Week 6 last blog for semester 2-Barbara Kruger
In these installation works Barbara Kruger transferred words and images directly to the surfaces of the gallery. Each installation featured a text written on the floor in white type on a red ground. With a directness that is characteristic of Kruger's work, the text addresses the viewer's sense of certainty with the world. In Kruger's installations the floor now has a voice, the walls can hear you, and the architecture is manipulating the way you speak.
Kruger is a well-known graphic designer from the 1980s whose work primarily focused on social activism. Kruger had a distinct style, juxtaposing found photographs with strong declarative slogans – composing a language of art and protest. Her most well known piece, Your Body is a Battleground, epitomizes her style. The poster consist of a black and white photograph of a woman’s face, split down the middle, with one half of the photograph’s color inverted.
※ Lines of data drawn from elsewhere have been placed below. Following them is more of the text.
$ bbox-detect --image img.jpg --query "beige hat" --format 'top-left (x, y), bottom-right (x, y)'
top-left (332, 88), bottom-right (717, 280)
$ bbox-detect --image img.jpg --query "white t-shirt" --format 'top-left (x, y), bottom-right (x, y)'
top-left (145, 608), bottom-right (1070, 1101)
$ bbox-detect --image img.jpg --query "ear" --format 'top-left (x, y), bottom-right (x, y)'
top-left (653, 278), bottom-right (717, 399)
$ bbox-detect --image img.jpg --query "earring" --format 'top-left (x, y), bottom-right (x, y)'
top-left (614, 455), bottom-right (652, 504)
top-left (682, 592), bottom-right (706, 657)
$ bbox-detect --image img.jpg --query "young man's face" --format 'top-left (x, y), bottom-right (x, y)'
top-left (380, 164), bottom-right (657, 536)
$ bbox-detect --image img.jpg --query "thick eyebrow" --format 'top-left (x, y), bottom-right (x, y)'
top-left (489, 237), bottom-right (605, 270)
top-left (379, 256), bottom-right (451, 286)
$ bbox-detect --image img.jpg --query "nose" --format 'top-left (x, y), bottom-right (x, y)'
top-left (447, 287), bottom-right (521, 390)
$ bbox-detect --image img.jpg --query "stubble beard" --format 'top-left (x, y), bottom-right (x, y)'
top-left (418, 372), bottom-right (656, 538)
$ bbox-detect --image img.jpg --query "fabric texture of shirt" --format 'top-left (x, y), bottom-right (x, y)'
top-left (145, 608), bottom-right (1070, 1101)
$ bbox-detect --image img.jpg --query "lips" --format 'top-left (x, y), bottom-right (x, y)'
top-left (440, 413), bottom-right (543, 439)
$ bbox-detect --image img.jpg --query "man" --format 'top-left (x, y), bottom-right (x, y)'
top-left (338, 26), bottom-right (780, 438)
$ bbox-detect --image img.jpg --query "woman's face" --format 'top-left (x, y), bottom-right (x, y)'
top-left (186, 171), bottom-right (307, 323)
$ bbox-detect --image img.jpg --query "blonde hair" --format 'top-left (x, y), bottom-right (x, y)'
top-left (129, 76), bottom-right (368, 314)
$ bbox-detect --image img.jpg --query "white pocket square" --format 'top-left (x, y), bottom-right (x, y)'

Placed across her face in white Futura bold italic and a red text box reads ‘Your body is a battleground.’ Most of Kruger’s work explored the dynamics of gender and social power in American society. The piece is reminiscent of Peter Gee’s poster Dr. Martin Luther King from 1968. The central axis of the poster uses a positive and negative dichotomy, which was inspiration for Kruger’s poster. Her posters along with Gee’s and other postmodernist designers of the 1980s employed bold statements that attacked the viewer.